CHANNEL AND SYSTEM MODELS
We consider a broadband frequency-selective Rayleigh fading MIMO channel with N MCCDMA
subcarriers, NTx transmit, and NRx receive antennas. Suppose that the frequency-selective
fading channel between each pair of transmit and receive antennas has D independent paths
and the same power delay profile. Taking the downlink case and assuming that all users
experience the same fading, the time domain channel impulse response from the ith transmit
to the rth receive antenna can be modelled as a tapped delay line. We assume that the MIMO
channel is spatially uncorrelated; that is, the channel taps are independent for different
antenna indices (i, r) and the channel responses for specific antenna pairs are correlated in
frequency due to the circular symmetric structure of the channel matrix and close subcarrier
spacing.

SIMULATION RESULTS
A simulation platform has been used to compare the bit error rate (BER) performance of CDD
and STBC MC-CDMA systems with and without frequency interleaving. All results are produced
for BER vs. SNR, defined as the transmitted bit power over the noise power spectral density
(Eb/N0). A total bandwidth of 101.5 MHz has been considered for 768 subcarriers with a
spreading factor of 16. Walsh-Hadamard spreading codes are used. A 1024-point IFFT/FFT is
employed for 768 subcarriers. From the total bandwidth, 250 kHz is dedicated for CP, which
leaves the subcarrier spacing of 131.836 kHz. Hence, the total MC-CDMA symbol duration
becomes 8.029 s (7.585 and 0.444 s for data and CP, respectively). A half-rate convolutional
encoder (R = 1/2, (133, 171)8) and soft Viterbi decoder are used for channel coding and
decoding. An 18-tap Rayleigh fading channel model with one receive antenna is used in all
simulations. The delay values for the CDD system are chosen according to Eq. 7. Perfect channel
estimation with MRC for single and MMSEC detection for fully loaded systems are used. Both
uncoded and coded results are presented to show that CDD can achieve significant diversity
levels with the help of spreading and, when used with channel coding, can extract spatial as
well as multipath diversity, which makes it quite desirable with its associated simplicity.
CONCLUDING REMARKS
In this paper they compared the performance and applicability of two transmits diversity
schemes applied to an MC-CDMA system. The diversity schemes of choice were CDD and STBCs,
owing to their comparably low implementational complexity.
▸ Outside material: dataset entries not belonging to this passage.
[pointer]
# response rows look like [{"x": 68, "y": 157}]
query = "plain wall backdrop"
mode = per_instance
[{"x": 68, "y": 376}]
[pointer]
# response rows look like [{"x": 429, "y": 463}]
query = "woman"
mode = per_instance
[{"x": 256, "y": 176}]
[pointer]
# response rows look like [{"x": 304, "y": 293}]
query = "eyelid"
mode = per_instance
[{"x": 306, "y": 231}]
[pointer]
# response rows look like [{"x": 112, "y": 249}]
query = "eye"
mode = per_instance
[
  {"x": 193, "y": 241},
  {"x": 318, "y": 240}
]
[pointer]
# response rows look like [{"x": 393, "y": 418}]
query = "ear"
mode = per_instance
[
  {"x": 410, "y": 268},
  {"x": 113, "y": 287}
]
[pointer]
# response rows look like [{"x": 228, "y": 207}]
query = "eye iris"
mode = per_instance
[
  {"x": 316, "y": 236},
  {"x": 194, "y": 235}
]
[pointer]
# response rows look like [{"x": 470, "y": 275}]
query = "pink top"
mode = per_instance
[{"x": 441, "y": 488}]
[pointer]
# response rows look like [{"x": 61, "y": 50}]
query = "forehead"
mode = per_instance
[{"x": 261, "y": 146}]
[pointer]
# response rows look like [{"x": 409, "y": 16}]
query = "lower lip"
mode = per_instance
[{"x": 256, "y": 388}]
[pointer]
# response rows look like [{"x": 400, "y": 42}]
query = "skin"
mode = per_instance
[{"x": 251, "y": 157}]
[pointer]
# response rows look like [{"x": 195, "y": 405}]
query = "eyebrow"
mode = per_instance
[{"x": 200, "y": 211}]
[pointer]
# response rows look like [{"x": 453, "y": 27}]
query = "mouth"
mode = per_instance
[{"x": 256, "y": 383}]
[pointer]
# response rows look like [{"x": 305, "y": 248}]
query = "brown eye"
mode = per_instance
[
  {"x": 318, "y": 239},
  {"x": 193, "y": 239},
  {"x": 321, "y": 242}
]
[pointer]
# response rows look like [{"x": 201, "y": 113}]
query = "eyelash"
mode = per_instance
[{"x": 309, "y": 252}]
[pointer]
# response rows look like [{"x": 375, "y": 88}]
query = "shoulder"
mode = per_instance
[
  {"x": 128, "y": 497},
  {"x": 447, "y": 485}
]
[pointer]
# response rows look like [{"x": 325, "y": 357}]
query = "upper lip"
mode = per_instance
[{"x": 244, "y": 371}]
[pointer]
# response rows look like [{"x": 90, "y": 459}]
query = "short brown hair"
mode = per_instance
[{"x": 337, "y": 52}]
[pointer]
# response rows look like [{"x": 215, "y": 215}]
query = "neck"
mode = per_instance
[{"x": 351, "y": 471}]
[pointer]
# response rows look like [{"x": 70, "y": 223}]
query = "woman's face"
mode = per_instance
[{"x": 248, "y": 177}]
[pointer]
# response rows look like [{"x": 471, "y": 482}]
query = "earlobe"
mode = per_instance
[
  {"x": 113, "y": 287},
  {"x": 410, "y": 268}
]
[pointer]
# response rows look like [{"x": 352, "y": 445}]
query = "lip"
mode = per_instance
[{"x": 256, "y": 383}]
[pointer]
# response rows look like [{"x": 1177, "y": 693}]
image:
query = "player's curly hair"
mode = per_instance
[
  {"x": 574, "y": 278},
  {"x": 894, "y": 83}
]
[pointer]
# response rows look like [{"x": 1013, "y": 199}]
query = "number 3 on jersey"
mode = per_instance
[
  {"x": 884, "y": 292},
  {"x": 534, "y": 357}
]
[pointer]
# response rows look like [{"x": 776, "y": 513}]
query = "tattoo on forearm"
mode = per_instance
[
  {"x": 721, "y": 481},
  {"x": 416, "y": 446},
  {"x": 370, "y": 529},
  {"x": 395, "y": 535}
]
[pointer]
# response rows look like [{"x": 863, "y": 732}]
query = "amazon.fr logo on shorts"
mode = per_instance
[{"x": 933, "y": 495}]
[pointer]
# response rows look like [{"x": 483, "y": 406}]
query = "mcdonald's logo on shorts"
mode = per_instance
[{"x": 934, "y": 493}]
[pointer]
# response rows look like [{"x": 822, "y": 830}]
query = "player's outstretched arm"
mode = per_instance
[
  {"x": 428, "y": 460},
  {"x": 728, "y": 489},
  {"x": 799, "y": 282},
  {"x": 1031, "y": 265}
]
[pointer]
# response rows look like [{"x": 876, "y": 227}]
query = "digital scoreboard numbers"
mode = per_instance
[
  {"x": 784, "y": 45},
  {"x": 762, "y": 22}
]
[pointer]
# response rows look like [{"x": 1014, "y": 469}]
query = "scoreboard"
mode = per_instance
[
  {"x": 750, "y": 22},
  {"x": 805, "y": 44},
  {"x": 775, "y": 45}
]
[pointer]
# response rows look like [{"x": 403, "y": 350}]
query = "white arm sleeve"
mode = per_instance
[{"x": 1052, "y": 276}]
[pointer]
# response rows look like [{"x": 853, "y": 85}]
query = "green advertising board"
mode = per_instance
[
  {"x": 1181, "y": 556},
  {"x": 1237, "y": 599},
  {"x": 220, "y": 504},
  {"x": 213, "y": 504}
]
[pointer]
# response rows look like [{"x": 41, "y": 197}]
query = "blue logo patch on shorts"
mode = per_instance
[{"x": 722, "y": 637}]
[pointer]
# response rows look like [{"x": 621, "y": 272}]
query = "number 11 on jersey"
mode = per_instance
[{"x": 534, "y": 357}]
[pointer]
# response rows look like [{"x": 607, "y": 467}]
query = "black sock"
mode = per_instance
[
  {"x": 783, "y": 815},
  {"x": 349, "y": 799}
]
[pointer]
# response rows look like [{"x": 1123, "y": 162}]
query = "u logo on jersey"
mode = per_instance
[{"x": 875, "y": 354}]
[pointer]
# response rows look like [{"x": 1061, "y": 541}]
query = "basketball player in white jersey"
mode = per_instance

The following advantages and
disadvantages could be pinpointed, which allow the system designer to trade complexity
against performance. The CDD scheme is much simpler to implement and can be used for any
number of transmit antennas. It conforms with current standards because, independent of the
number of transmit antennas, the receiver remains unchanged. An additional advantage is that
it requires only one IFFT operation per symbol at the transmitter. This scheme is thus ideal for
MC-CDMA, because it gains from the systems spreading and achieves sufficient diversity even
for an uncoded system. For a coded system, it still provides significant spatial and multipath
diversity gain, which can be improved further by employing interleaving in the time and
frequency domains.
With the above observations they conclude that, in terms of complexity and standard
conformity vs. error rate performance, CDD performs optimally in conjunction with an MC-
CDMA system operating under realistic load and channel conditions.